Le lit était si confortable, la chaleur de la cheminée atteignait ma chambre et me créait un cocon agréable que je ne voulais plus jamais quitter. Oui, tout était parfait jusqu’à… Jusqu’à ce vrombissement, ou bien un cri, une voix, le vent, peut-être ? En tout cas, j’entendais quelque chose au point de me sortir de mon sommeil. J’avais vraiment l’impression que des fantômes tentaient de communiquer avec moi, parmi les craquements du bois ancien qui gonflait avec l’humidité, j’entendais des voix. J’en fus persuadé, quelqu’un essayait de me parler. Impossible de déchiffrer les mots prononcés, ce n’était qu’un vague murmure si faible que je peinais à comprendre ce qu’il signifiait. Mon rythme cardiaque s’accéléra, je fus paralysé dans mon lit, mes mains agrippées sur ma couverture. Je fus tendu, mes muscles se contractèrent et bientôt, je sentis que j’allais être possédé par ces entités. Pris de courage, j’eus la force de me lever et de courir vers le salon. Personne, sauf que ces voix me suivaient. La cuisine ? Toujours personne. Où étaient Henri et Félix, bon sang ? Je grimpai les escaliers du phare pour monter tout en haut, il faisait sombre, bien qu’une fenêtre laissait passer quelques rayons du soleil, mon ombre donnait l’impression que les esprits qui tentaient de me faire peur, et qui réussissaient bien leur coup, me poursuivaient à la trace.

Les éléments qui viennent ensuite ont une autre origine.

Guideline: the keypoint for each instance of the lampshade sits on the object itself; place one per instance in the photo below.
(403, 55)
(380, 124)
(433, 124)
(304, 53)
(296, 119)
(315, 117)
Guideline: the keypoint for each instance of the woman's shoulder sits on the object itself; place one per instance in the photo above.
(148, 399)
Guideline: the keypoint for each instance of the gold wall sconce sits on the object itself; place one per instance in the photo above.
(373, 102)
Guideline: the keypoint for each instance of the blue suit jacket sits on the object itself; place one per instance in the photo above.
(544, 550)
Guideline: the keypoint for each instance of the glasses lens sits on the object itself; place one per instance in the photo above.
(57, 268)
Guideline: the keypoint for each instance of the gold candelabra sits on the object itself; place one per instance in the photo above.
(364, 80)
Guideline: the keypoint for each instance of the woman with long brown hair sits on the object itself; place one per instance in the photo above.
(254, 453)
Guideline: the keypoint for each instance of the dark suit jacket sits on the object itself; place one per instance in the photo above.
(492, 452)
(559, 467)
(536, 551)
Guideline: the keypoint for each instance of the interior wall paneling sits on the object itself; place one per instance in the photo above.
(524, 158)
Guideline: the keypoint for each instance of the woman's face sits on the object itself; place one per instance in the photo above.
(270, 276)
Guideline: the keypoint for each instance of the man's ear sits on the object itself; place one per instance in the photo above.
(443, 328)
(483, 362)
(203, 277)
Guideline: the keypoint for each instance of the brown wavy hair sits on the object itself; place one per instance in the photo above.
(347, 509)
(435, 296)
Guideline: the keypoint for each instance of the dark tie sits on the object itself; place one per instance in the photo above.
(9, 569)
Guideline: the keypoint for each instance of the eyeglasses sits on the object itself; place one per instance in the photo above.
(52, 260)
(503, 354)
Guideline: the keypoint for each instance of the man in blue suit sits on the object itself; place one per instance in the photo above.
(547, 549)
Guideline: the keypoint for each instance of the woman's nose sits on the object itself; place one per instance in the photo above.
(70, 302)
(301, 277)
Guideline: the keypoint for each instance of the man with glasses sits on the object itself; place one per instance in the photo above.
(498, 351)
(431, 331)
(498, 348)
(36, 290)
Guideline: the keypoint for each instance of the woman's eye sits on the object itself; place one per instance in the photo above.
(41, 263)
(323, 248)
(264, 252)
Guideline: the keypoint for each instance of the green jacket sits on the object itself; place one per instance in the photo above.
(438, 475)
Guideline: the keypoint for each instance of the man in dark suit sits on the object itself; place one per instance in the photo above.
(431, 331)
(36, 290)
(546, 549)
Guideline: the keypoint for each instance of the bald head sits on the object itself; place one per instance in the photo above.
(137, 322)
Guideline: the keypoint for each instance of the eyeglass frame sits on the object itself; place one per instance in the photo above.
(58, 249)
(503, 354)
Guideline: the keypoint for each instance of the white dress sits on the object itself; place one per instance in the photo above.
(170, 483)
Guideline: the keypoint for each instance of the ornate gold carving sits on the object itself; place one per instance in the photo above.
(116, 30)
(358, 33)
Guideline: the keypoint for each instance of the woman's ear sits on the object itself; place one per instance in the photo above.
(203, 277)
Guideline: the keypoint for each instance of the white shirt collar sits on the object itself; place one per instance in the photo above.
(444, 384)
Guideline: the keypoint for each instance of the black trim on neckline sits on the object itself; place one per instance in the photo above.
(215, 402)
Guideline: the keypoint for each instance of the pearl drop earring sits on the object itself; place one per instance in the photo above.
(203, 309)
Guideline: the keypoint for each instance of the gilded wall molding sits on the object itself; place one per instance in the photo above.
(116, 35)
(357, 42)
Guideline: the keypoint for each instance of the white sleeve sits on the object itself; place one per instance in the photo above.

Quand j’arrivai tout en haut du phare, j’aperçus mes deux collègues sur le minuscule balcon, en train de scruter la mer. J’étais blanc comme un linge, perturbé par ce qu’il venait de se passer tandis qu’eux, surpris de me voir réveillé et en face d’eux, me dévisageaient.

— Bah alors Lilin, commença Henri. Ça va pas ? On dirait que tu as vu un fantôme.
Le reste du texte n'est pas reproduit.